PROOF: Take the smallest integer pair $T>1,U >0$ such that $$ T^2 - pq U^2 = 1. $$ We know that $T$ is odd and $U$ is even. So, we have the integer equation $$ \left( \frac{T+1}{2} \right) \left( \frac{T-1}{2} \right) = pq \left( \frac{U}{2} \right)^2. $$

We have $$ \gcd \left( \left( \frac{T+1}{2} \right), \left( \frac{T-1}{2} \right) \right) = 1. $$

There are now four cases, by unique factorization in integers:

$$ \mbox{(1):} \; \; \; \left( \frac{T+1}{2} \right) = a^2, \; \; \left( \frac{T-1}{2} \right) = pq b^2 $$

$$ \mbox{(2):} \; \; \; \left( \frac{T+1}{2} \right) = p a^2, \; \; \left( \frac{T-1}{2} \right) = q b^2 $$ $$ \mbox{(3):} \; \; \; \left( \frac{T+1}{2} \right) = q a^2, \; \; \left( \frac{T-1}{2} \right) = p b^2 $$ $$ \mbox{(4):} \; \; \; \left( \frac{T+1}{2} \right) = pq a^2, \; \; \left( \frac{T-1}{2} \right) = b^2 $$

Now, in case (1), we find that $(a,b)$ are smaller than $(T,U),$ but $T \geq 3, a > 1,$ and $a^2 - pq b^2 = 1.$ This is a contradiction, as our hypothesis is that $(T,U)$ is minimal.
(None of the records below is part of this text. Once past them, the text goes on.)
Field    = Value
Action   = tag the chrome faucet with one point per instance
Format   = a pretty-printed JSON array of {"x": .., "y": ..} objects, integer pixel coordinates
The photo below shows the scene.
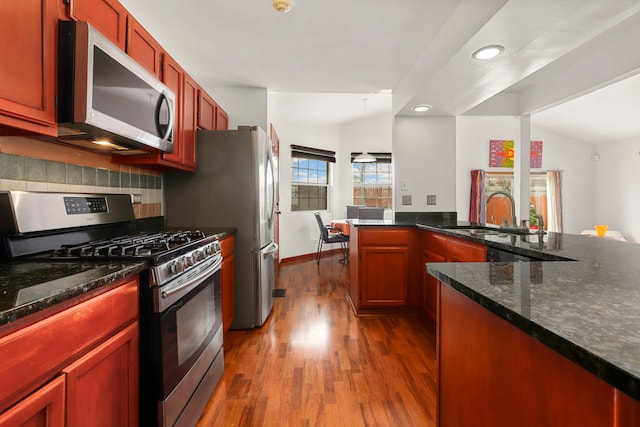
[
  {"x": 540, "y": 223},
  {"x": 514, "y": 221}
]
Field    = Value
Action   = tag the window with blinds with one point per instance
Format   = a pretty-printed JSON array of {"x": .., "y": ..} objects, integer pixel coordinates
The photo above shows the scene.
[
  {"x": 311, "y": 178},
  {"x": 373, "y": 182}
]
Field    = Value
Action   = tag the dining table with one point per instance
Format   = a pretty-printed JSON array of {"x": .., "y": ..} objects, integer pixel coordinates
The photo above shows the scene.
[{"x": 340, "y": 224}]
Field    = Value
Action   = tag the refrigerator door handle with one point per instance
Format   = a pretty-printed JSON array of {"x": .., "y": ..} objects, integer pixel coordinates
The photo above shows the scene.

In case $(2),$ we have $$ p a^2 - q b^2 = 1. $$ $$ p a^2 \equiv 1 \pmod q, $$ so $a$ is nonzero mod $q,$ then $$ p \equiv \left( \frac{1}{a} \right)^2 \pmod q. $$ This contradicts the hypothesis $(p|q) = -1.$

In case $(3),$ we have $$ q a^2 - p b^2 = 1. $$ $$ q a^2 \equiv 1 \pmod p, $$ so $a$ is nonzero mod $p,$ then $$ q \equiv \left( \frac{1}{a} \right)^2 \pmod p. $$ This contradicts the hypothesis $(q|p) = -1.$

As a result, case (4) holds, with evident $$pq a^2 - b^2 = \left( \frac{T+1}{2} \right) - \left( \frac{T-1}{2} \right) = 1, $$ so $$ b^2 - pq a^2 = -1. $$

The viewpoint of real quadratic fields an norms of fundamental units is more concerned with $x^2 + xy - k y^2,$ where $4k+1 = pq$ in the second theorem. However, we showed above that the existence of a solution to $u^2 - (4k+1)v^2 = -1$ gives an immediate construction for a solution to $x^2 + xy - k y^2=-1,$ namely $x=u-v, y=2v.$

EXTRA

David Speyer reminded me of something Kaplansky wrote out for me, years and years ago. From David's comments, I now understand what Kap was trying to show me. If $x^2 + x y - 2 k y^2 = -1,$ then $(2x+y)^2 - (8k+1)y^2 = -4. $ This is impossible $\pmod 8$ unless $y$ is even, in which case $(x + \frac{y}{2})^2 - (8k+1) \left( \frac{y}{2}\right)^2 = -1.$

There is more to it when we have $x^2 + x y - k y^2 = -1$ with odd $k.$ Take $$ u = \frac{ 2 x^3 +3 x^2 y + (6k+3)x y^2 + (3k+1)y^3}{2}, $$ $$ v = \frac{3 x^2 y + 3 x y^2 + (k+1)y^3}{2}. $$ $$ u^2 - (4k+1) v^2 = -1, $$ since $$ u^2 - (4k+1) v^2 = \left( x^2 + x y - k y^2 \right)^3. $$